What's worse, how many of them can even properly think about it? The "nothing to see here" stuff in the last weeks really made me wonder, and all the splitting hairs about individual puzzle pieces without ever looking up at the puzzle itself. When it comes to this on HN, there are many insightful comments, but also a lot of telling sophistry, and I think even more interesting are the patterns of silence.
Would I expect a ranking member of the Chinese Communist Party to reflect upon their role in history, or have a meaningful discussion with others beyond "you're all wrong" and pouting, thinking the topic is beneath them when it's the other way around? Nah, something like that hardly ever happens, it is left to others.
>What's worse, how many of them can even properly think about it? The "nothing to see here" stuff in the last weeks really made me wonder, and all the splitting hairs about individual puzzle pieces without ever looking up at the puzzle itself. When it comes to this on HN, there are many insightful comments, but also a lot of telling sophistry, and I think even more interesting are the patterns of silence.

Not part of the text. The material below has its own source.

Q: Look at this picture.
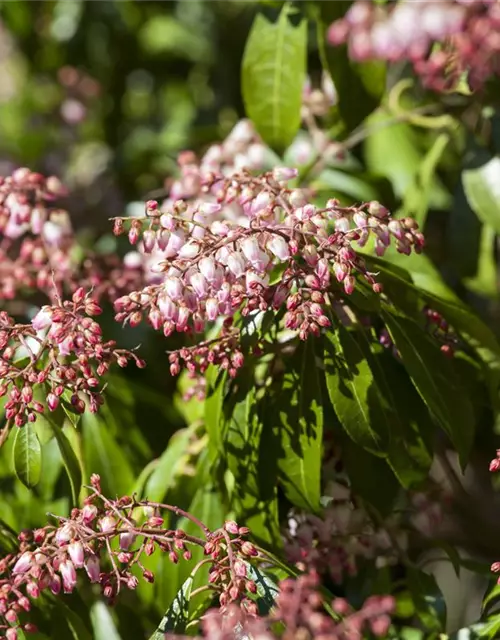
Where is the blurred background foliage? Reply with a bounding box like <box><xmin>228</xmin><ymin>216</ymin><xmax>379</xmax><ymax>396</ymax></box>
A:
<box><xmin>2</xmin><ymin>0</ymin><xmax>500</xmax><ymax>638</ymax></box>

That. In a community where several people have worked in such schemes and/or with the government, I guess that's to be expected. There's this notion that "tech guy == liberal" or at least against any kind of suppression of freedom of information and such, but real life doesn't work that way. There have been tons of tech guys and/or scientists that have willingly and cheerfully helped every rotten regime on the planet. It's a profession, after all, not an ideology.

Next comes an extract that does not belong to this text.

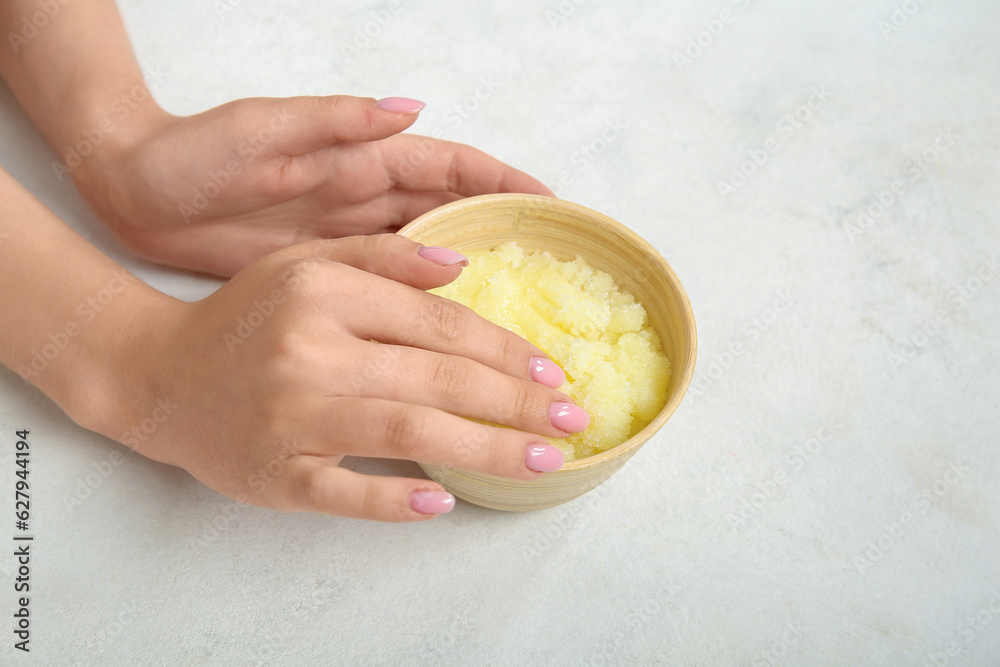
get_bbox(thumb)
[271,95,425,155]
[284,234,469,290]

I didn't mean to point fingers at people, I mean, really, I blame a lot of people for a lot of things, and myself for most of them as well -- but I still found it frustrating at first, and then really telling.
People think walking out of it ends the discussion and the thought process -- but it simply means I am thinking about you instead of with you, and you get to hear it from others instead of directly. Some things are too big to end at the sensibilities of any person on this planet. Since I know for a fact that the people at the top are deluded and could really use some saving from themselves -- without knowing any of them, simply because power and wealth as ends in and of themselves are black holes, and only the mediocre pursue them -- there is simply nothing left to tip toe around, just a lot to discuss.

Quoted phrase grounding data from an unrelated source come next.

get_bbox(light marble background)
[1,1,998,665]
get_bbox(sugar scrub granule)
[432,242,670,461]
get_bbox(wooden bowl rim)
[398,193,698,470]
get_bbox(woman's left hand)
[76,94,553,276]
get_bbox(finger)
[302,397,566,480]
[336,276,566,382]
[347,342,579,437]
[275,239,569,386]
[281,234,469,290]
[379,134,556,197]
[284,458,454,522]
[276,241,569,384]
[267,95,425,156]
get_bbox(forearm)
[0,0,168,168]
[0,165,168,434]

And the initial condescension reminded me of this quote, the bit about privilege:
I've heard quite a lot of people that talk about post-privacy, and they talk about it in terms of feeling like, you know, it's too late, we're done for, there's just no possibility for privacy left anymore and we just have to get used to it. And this is a pretty fascinating thing, because it seems to me that you never hear a feminist say that we're post-consent because there is rape. And why is that? The reason is that it's bullshit.
We can't have a post-privacy world until we're post-privilege. So when we cave in our autonomy, then we can sort of say, "well, okay, we don't need privacy anymore, in fact we don't have privacy anymore, and I'm okay with that." Realistically though people are not comfortable with that. Because, if you only look at it from a position of privilege, like, say, white man on a stage, then yeah, maybe post-privacy works out okay for those people. But if you have ever not been, or if you are currently not, a white man with a passport from one of the five good nations in the world, it might not really work out well for you, and in fact it might be designed specifically such that it will continue to not work out well for you, because the structures themselves produce these inequalities.
So when you hear someone talk about post-privacy, I think it's really important to engage them about their own privilege in the system and what it is they are actually arguing for.
Maybe outrage isn't helpful, as a constant emotional state that is, but let's say "if you're not discussing this seriously, you're not paying attention", neither to today nor to history.
Would I expect a ranking member of the Chinese Communist Party to reflect upon their role in history, or have a meaningful discussion with others beyond "you're all wrong" and pouting, thinking the topic is beneath them when it's the other way around? Nah, something like that hardly ever happens, it is left to others.